Configuration Management

Automation plays a vital role in ensuring we can release software repeatably and reliably. One key goal is to take repetitive manual processes like build, deployment, regression testing and infrastructure provisioning, and automate them. In order to achieve this, we need to version control everything required to perform these processes, including source code, test and deployment scripts, infrastructure and application configuration information, and the many libraries and packages we depend upon. We also want to make it straightforward to query the current—and historical—state of our environments.

We have two overriding goals:

Reproducibility: We should be able to provision any environment in a fully automated fashion, and know that any new environment reproduced from the same configuration is identical.
Traceability: We should be able to pick any environment and be able to determine quickly and precisely the versions of every dependency used to create that environment. We also want to to be able to compare previous versions of an environment and see what has changed between them.

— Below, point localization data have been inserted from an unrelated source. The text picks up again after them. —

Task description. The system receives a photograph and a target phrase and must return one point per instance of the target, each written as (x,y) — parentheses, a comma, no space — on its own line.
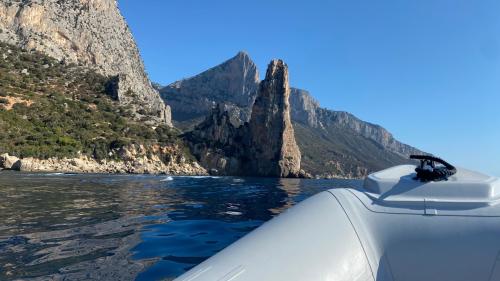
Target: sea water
(131,227)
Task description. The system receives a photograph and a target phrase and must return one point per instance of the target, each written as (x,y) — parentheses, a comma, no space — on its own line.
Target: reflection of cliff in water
(86,227)
(228,198)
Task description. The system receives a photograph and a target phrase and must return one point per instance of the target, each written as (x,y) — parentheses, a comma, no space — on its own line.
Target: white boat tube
(395,228)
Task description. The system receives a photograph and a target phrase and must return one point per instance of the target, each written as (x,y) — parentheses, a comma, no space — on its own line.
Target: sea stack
(272,137)
(265,146)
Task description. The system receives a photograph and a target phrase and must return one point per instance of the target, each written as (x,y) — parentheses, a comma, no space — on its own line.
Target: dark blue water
(129,227)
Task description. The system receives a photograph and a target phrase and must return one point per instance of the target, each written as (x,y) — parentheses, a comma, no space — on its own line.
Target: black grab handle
(427,171)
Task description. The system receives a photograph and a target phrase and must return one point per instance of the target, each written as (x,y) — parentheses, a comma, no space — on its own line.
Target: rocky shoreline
(84,164)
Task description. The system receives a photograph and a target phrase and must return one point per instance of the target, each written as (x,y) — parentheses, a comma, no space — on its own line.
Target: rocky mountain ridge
(306,110)
(233,83)
(333,143)
(91,33)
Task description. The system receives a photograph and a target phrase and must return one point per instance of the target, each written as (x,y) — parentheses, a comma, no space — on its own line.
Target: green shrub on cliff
(50,109)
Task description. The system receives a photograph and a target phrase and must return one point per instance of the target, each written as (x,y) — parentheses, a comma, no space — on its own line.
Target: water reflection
(125,227)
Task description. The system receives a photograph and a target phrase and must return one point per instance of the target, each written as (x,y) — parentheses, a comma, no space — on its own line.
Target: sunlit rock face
(265,146)
(272,136)
(92,33)
(233,83)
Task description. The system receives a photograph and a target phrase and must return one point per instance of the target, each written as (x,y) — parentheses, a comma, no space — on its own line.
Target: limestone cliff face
(88,32)
(233,83)
(265,146)
(306,110)
(271,130)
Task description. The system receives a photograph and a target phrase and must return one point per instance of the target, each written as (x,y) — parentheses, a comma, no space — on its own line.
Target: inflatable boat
(408,223)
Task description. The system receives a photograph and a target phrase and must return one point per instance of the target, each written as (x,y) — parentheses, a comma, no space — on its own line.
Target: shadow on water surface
(144,227)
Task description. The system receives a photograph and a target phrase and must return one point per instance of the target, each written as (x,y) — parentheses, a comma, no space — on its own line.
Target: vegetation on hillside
(52,109)
(335,151)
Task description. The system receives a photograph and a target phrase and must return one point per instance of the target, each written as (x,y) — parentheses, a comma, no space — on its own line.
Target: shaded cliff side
(59,117)
(264,146)
(90,33)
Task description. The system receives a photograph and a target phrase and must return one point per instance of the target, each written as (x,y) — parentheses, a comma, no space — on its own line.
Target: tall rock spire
(273,141)
(263,147)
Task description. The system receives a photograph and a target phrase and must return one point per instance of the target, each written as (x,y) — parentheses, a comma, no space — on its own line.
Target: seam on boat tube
(357,235)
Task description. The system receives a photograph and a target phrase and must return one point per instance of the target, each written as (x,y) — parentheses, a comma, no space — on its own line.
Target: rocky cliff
(332,143)
(271,131)
(60,117)
(265,146)
(91,33)
(233,83)
(306,110)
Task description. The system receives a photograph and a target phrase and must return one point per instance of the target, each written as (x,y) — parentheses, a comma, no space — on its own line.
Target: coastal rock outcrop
(9,162)
(264,146)
(91,33)
(133,159)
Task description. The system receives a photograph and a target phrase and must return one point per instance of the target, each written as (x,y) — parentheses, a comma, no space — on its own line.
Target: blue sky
(427,70)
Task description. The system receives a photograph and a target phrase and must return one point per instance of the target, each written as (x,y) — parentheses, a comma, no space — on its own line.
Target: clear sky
(427,70)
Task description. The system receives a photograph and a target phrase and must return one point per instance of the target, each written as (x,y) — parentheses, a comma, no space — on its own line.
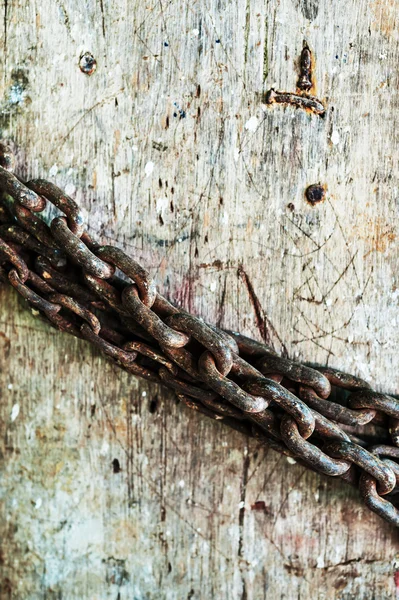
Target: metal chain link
(104,296)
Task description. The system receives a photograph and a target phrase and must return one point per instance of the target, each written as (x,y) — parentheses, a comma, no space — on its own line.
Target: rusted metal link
(184,387)
(39,284)
(151,322)
(366,461)
(8,254)
(34,299)
(394,430)
(310,454)
(375,400)
(29,221)
(372,499)
(10,184)
(145,350)
(71,304)
(13,233)
(273,392)
(335,411)
(67,277)
(209,338)
(62,283)
(295,372)
(229,390)
(328,430)
(131,268)
(122,357)
(62,201)
(7,159)
(184,359)
(343,380)
(77,250)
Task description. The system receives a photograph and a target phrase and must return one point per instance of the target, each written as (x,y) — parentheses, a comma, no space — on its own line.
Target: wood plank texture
(173,153)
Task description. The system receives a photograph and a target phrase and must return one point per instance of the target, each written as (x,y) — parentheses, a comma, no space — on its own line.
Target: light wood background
(171,151)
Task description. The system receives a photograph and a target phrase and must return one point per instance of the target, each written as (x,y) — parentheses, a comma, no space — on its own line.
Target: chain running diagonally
(321,417)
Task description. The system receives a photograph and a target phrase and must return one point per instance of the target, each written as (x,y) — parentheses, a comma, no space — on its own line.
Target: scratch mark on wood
(5,26)
(102,17)
(265,326)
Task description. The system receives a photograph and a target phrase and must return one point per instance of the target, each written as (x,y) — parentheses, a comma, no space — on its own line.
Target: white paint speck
(162,204)
(252,124)
(70,189)
(335,137)
(53,171)
(14,412)
(148,169)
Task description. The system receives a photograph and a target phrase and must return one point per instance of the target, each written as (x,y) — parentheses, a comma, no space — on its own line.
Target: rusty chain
(321,417)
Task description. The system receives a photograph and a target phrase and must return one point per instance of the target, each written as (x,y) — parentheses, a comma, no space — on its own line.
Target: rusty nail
(315,193)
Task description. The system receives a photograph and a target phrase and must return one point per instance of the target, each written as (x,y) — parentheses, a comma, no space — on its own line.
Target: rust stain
(384,13)
(5,345)
(377,234)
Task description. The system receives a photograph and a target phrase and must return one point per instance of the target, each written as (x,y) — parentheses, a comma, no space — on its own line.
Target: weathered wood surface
(171,151)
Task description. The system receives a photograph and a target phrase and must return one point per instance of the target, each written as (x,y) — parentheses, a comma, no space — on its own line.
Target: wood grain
(109,489)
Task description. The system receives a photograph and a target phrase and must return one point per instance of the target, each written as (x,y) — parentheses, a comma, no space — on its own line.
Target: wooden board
(109,489)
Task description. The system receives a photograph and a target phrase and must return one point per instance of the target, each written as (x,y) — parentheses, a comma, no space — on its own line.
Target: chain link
(319,416)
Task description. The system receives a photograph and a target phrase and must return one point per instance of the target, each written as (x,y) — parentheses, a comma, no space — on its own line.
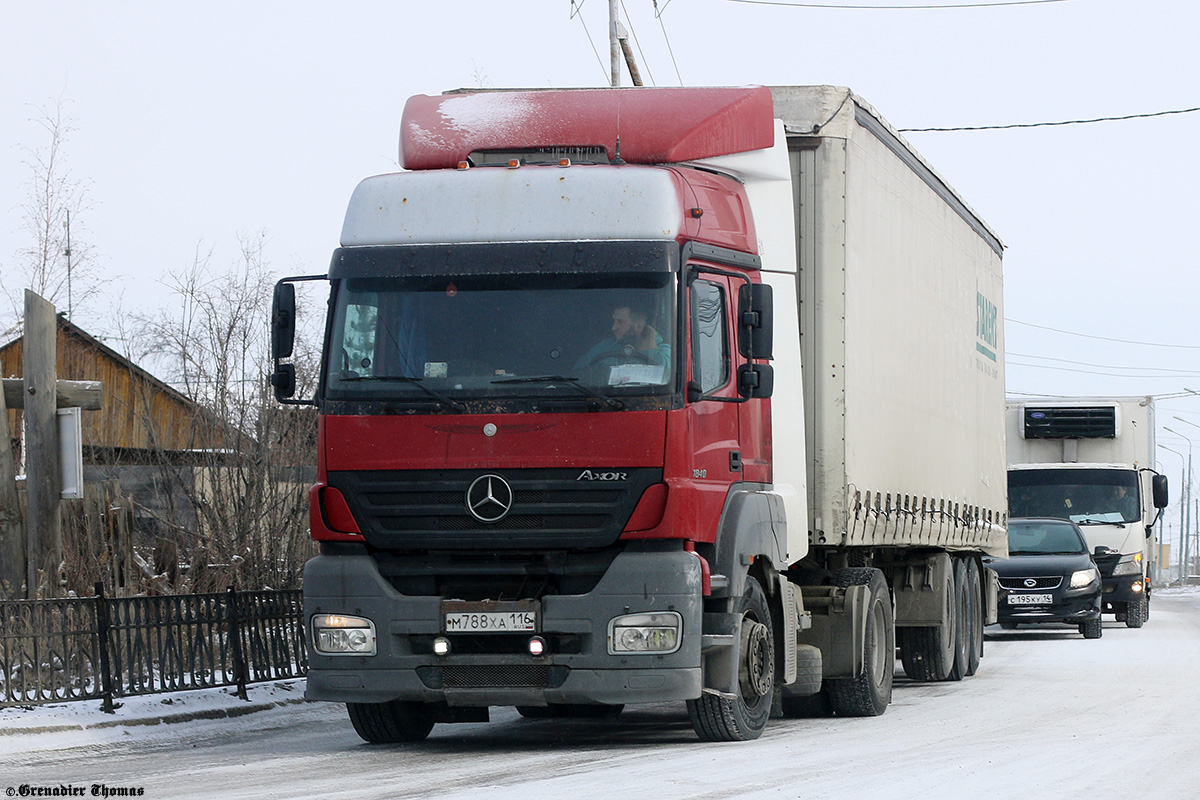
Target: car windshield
(451,340)
(1086,497)
(1043,537)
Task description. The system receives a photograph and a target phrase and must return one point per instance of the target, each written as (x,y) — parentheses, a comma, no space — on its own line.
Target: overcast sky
(199,122)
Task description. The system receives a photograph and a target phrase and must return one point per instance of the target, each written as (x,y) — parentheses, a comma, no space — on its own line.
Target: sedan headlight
(337,635)
(649,633)
(1083,578)
(1128,565)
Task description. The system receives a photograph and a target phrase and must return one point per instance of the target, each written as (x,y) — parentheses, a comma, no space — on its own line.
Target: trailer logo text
(987,317)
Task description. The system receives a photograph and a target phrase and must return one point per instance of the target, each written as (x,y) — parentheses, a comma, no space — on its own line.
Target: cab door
(713,407)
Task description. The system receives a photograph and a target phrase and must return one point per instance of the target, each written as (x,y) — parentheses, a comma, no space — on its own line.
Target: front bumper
(1068,606)
(1120,589)
(487,671)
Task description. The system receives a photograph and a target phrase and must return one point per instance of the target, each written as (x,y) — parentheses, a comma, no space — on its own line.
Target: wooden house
(143,420)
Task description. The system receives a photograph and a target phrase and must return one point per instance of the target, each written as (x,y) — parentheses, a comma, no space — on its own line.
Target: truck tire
(1135,613)
(387,723)
(744,716)
(975,589)
(869,695)
(928,653)
(964,631)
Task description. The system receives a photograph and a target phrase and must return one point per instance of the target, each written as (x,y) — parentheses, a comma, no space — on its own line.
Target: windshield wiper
(574,383)
(406,379)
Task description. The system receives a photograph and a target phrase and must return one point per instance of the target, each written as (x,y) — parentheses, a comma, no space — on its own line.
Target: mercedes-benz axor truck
(1091,459)
(651,395)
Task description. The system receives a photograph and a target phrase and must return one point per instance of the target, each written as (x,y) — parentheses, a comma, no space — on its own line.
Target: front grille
(407,510)
(493,677)
(1018,584)
(1071,422)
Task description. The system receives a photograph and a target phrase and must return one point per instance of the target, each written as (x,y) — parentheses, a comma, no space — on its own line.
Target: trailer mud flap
(839,627)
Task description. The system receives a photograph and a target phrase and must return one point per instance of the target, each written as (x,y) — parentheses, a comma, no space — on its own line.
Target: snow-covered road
(1048,715)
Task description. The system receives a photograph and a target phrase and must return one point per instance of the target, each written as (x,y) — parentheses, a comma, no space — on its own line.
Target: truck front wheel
(385,723)
(1135,613)
(744,716)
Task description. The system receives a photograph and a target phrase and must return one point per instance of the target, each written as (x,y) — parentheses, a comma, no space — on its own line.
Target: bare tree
(250,468)
(58,263)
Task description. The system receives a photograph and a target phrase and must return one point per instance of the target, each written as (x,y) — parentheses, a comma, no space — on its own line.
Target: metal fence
(105,648)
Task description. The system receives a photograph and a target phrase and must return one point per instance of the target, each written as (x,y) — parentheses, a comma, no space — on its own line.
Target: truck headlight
(337,635)
(1128,565)
(1081,578)
(651,633)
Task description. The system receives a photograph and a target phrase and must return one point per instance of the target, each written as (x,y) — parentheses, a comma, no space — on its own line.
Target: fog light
(335,635)
(651,633)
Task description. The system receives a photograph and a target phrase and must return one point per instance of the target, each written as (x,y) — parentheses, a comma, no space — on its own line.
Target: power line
(629,22)
(925,7)
(1086,372)
(1043,125)
(658,13)
(1102,366)
(577,11)
(1102,338)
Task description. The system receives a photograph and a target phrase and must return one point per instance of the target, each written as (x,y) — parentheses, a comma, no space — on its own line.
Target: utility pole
(43,529)
(613,47)
(67,224)
(618,47)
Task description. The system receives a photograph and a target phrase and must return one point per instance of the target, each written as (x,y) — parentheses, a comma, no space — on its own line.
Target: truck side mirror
(283,379)
(1158,487)
(283,320)
(756,380)
(756,322)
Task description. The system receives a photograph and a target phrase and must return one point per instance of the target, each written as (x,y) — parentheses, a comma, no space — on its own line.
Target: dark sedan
(1049,577)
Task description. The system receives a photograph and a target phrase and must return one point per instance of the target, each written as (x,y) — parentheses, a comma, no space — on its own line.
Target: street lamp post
(1192,534)
(1183,506)
(1186,536)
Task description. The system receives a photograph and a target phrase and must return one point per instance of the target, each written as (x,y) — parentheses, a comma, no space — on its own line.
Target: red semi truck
(651,395)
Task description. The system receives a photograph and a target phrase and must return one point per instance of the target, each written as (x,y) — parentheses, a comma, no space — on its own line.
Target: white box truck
(1091,459)
(652,395)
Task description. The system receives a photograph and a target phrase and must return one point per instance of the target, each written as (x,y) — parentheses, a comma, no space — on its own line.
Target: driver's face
(624,326)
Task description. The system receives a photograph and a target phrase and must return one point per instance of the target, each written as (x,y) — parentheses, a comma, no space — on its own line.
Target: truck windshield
(551,337)
(1087,497)
(1043,537)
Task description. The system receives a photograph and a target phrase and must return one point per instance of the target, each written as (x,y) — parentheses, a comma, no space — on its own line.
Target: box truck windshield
(1086,497)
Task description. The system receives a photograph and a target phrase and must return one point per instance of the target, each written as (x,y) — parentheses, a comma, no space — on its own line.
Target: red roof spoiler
(655,126)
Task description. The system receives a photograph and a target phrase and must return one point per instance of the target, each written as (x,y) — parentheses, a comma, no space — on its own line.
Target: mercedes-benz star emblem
(489,498)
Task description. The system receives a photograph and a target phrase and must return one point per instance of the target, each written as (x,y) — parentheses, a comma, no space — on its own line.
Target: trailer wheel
(928,653)
(744,716)
(869,695)
(964,630)
(1135,613)
(385,723)
(975,589)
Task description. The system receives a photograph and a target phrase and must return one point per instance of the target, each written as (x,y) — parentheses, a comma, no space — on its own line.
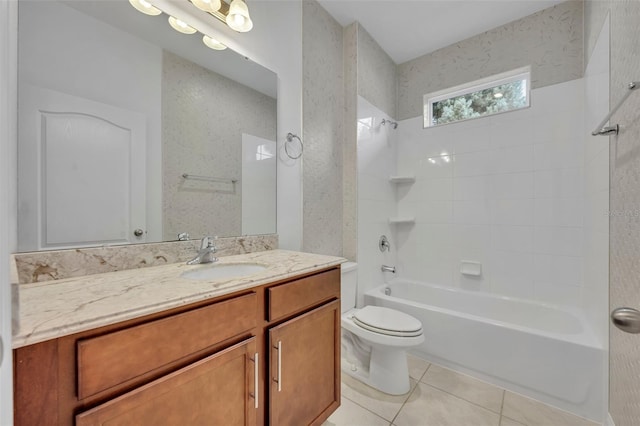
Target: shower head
(392,123)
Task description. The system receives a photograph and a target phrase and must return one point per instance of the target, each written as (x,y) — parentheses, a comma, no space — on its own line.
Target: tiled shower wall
(377,154)
(506,191)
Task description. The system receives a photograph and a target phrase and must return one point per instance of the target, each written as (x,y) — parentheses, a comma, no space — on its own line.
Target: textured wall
(624,226)
(377,75)
(322,120)
(205,147)
(550,41)
(350,147)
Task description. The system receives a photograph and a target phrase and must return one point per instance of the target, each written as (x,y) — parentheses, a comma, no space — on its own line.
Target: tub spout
(386,268)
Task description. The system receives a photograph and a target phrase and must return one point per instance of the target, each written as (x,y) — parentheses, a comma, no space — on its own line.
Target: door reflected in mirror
(115,109)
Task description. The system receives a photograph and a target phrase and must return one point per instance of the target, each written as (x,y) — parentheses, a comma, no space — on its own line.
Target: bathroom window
(499,93)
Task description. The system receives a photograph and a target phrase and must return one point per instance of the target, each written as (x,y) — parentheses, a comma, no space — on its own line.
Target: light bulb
(207,5)
(238,18)
(181,26)
(212,43)
(145,7)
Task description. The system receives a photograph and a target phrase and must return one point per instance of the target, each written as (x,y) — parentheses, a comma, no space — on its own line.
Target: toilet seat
(387,321)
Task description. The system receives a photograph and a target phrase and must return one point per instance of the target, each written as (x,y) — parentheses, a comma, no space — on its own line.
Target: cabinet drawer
(115,358)
(214,391)
(295,296)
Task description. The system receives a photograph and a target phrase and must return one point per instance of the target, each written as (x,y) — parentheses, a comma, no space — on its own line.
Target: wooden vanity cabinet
(209,363)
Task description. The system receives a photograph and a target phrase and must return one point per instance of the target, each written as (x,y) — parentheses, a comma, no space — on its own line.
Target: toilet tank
(349,285)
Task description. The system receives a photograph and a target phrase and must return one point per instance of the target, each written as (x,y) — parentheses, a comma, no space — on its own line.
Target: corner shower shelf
(402,179)
(402,220)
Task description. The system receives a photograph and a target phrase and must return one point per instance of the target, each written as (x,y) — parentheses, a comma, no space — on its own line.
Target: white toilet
(375,339)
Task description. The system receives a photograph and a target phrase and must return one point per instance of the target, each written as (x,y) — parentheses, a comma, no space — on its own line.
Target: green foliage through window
(478,101)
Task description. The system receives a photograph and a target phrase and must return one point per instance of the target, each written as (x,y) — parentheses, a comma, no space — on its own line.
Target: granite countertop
(58,308)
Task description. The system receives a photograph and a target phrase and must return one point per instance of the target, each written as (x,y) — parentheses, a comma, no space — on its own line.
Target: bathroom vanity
(254,350)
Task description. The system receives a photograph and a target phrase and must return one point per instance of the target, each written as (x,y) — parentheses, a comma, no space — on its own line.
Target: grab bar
(208,178)
(603,130)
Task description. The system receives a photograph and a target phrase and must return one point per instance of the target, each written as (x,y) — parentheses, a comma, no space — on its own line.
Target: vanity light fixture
(145,7)
(207,5)
(238,18)
(212,43)
(181,26)
(234,14)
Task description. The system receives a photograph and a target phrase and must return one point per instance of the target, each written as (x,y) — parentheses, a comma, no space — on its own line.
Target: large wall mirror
(131,132)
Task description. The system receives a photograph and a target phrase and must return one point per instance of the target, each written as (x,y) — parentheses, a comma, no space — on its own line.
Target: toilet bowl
(375,339)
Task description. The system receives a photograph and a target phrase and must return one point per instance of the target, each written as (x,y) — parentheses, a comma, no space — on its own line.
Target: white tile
(559,183)
(472,236)
(430,406)
(471,139)
(558,240)
(436,189)
(558,212)
(465,387)
(470,188)
(431,212)
(512,273)
(533,413)
(475,163)
(382,404)
(514,159)
(517,239)
(471,212)
(512,212)
(351,414)
(435,167)
(511,186)
(510,132)
(557,270)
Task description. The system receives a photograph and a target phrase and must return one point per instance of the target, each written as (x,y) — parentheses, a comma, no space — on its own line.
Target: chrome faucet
(386,268)
(205,254)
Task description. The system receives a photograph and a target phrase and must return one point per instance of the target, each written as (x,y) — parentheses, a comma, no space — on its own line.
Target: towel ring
(290,138)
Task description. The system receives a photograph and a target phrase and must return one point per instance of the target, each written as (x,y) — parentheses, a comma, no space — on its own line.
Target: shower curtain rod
(601,130)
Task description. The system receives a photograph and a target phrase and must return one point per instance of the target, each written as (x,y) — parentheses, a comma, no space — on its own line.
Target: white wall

These capabilities give us several very important benefits:

Disaster recovery: When something goes wrong with one of our environments, for example a hardware failure or a security breach, we need to be able to reproduce that environment in a deterministic amount of time in order to be able to restore service.
Auditability: In order to demonstrate the integrity of the delivery process, we need to be able to show the path backwards from every deployment to the elements it came from, including their version. Comprehensive configuration management, combined with deployment pipelines, enable this.
Higher quality: The software delivery process is often subject to long delays waiting for development, testing and production environments to be prepared. When this can be done automatically from version control, we can get feedback on the impact of our changes much more rapidly, enabling us to build quality in to our software.
Capacity management: When we want to add more capacity to our environments, the ability to create new reproductions of existing servers is essential. This capability enables the horizontal scaling of modern cloud-based distributed systems.
Response to defects: When we discover a critical defect, or a vulnerability in some component of our system, we want to get a new version of our software released as quickly as possible. Many organizations have an emergency process for this type of change which goes faster by bypassing some of the testing and auditing. This presents an especially serious dilemma in safety-critical systems. Our goal should be to be able to use our normal release process for emergency fixes—which is precisely what continuous delivery enables, on the basis of comprehensive configuration management.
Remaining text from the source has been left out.